Thanks largely, but not solely, to Patuxent River Naval Air Station, people have come to St. Mary’s from the four corners of the earth. Consequently, when disaster strikes anywhere in the world, there are likely people living here who are touched by the pain.

This month the Filipino community in St. Mary’s watched in horror as first an earthquake and then one of the most powerful typhoons in recorded history struck their home nation, where many of them have friends and relatives.

We live in an age of instant communications that quickly brings news of tragedy elsewhere to our doorsteps and connects us electronically to every part of the world. But those communications are not foolproof, and the first days after the typhoon struck last week were filled with tears and prayers, punctuated by frantic attempts to find out if family members and others had survived.
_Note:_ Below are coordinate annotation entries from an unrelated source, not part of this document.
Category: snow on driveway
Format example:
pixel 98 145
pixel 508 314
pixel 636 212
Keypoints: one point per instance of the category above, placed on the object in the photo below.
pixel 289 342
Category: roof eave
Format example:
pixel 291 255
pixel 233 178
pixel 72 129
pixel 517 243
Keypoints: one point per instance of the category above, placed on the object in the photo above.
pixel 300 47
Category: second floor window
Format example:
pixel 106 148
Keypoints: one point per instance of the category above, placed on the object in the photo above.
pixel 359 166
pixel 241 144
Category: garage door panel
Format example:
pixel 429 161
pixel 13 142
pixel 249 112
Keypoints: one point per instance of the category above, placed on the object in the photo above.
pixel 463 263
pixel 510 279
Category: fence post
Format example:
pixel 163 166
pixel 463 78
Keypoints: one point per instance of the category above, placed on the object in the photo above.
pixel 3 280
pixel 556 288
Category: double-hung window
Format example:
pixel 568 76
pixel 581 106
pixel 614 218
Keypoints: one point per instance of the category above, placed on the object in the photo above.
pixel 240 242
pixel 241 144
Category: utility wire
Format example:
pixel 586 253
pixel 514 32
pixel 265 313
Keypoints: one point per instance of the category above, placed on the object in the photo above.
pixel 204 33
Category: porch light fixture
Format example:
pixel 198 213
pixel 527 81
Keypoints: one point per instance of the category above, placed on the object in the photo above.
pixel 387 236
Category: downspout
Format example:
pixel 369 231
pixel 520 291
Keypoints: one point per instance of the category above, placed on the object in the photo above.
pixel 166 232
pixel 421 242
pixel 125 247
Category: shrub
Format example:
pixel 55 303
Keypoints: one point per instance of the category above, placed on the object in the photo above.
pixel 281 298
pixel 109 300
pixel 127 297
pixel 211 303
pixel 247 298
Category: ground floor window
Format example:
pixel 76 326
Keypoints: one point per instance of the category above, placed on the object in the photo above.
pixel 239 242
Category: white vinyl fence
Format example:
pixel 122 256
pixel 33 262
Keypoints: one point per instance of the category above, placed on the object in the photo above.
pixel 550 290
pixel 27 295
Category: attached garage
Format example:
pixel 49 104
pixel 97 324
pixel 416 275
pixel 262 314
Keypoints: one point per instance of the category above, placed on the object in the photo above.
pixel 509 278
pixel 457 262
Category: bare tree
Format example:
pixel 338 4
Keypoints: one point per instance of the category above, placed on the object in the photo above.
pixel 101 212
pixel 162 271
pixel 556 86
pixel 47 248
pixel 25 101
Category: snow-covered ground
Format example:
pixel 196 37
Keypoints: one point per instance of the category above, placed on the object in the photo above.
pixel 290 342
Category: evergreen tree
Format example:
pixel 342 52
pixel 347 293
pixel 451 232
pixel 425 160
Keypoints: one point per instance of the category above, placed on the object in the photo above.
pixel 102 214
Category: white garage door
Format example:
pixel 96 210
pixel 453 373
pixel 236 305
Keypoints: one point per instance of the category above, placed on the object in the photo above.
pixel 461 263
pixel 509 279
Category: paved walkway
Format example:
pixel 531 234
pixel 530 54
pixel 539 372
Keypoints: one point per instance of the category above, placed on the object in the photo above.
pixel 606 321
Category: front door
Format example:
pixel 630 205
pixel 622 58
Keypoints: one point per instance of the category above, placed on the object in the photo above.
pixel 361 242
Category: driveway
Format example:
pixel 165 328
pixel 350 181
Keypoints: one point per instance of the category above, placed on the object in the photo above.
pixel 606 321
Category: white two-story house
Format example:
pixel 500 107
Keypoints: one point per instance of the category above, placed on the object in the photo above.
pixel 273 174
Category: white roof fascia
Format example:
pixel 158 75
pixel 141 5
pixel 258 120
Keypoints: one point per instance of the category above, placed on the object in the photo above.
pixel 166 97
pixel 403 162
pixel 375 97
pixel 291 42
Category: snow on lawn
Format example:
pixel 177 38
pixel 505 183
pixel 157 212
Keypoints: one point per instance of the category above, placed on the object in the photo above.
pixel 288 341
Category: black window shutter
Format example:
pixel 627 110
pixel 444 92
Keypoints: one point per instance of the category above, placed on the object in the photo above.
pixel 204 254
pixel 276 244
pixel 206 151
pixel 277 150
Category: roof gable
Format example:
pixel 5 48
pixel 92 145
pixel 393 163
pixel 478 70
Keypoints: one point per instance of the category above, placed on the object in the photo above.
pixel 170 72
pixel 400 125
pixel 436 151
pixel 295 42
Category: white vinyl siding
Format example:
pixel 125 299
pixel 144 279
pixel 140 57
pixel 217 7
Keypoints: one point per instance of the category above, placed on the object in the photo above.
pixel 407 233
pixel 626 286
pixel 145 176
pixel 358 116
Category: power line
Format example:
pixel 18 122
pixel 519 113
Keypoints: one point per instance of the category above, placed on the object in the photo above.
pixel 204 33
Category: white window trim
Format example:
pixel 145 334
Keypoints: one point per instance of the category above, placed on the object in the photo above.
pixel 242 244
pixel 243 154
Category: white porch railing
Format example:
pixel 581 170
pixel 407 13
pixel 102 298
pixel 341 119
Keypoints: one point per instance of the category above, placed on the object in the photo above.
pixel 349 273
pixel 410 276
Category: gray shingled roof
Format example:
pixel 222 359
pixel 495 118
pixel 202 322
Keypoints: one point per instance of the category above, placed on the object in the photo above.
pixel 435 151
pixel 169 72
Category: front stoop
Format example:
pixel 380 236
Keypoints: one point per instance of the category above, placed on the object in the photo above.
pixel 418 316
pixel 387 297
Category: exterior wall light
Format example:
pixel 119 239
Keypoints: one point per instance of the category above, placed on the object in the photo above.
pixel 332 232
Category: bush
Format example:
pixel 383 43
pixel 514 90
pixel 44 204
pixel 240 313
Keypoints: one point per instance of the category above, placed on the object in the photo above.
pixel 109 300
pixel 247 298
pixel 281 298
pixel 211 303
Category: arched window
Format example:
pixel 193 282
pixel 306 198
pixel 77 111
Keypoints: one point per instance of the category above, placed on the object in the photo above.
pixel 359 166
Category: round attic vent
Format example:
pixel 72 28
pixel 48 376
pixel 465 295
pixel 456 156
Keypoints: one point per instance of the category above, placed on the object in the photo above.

Then, as more reports and images came out of the devastated areas, the enormity of what the survivors face began to sink in. The simple act of eating a meal has been a reminder of the sudden deprivation faced by men, women and children in the central Philippines.

Some in the Filipino community in St. Mary’s have been collecting shoes and clothing that they will ship directly to the Philippines. Some are collecting money they intend to deliver to where it is needed. Some are planning to fly to their home country to aid in the recovery. These are efforts to get help into the right hands.

Those of us who have no personal connection to the Philippines have been urged by international relief organizations to send financial contributions, not food and clothing that could end up sitting in a stateside warehouse because of logistical problems.

None of us can take on all the problems of the world. But we can recognize that many of those problems touch our neighbors. Showing compassion as one human being to another is never an empty gesture. And offering financial or other help to people and organizations we trust to deliver them is a way to ensure that those contributions are not futile or even counterproductive in helping the victims of natural disaster resume a normal life.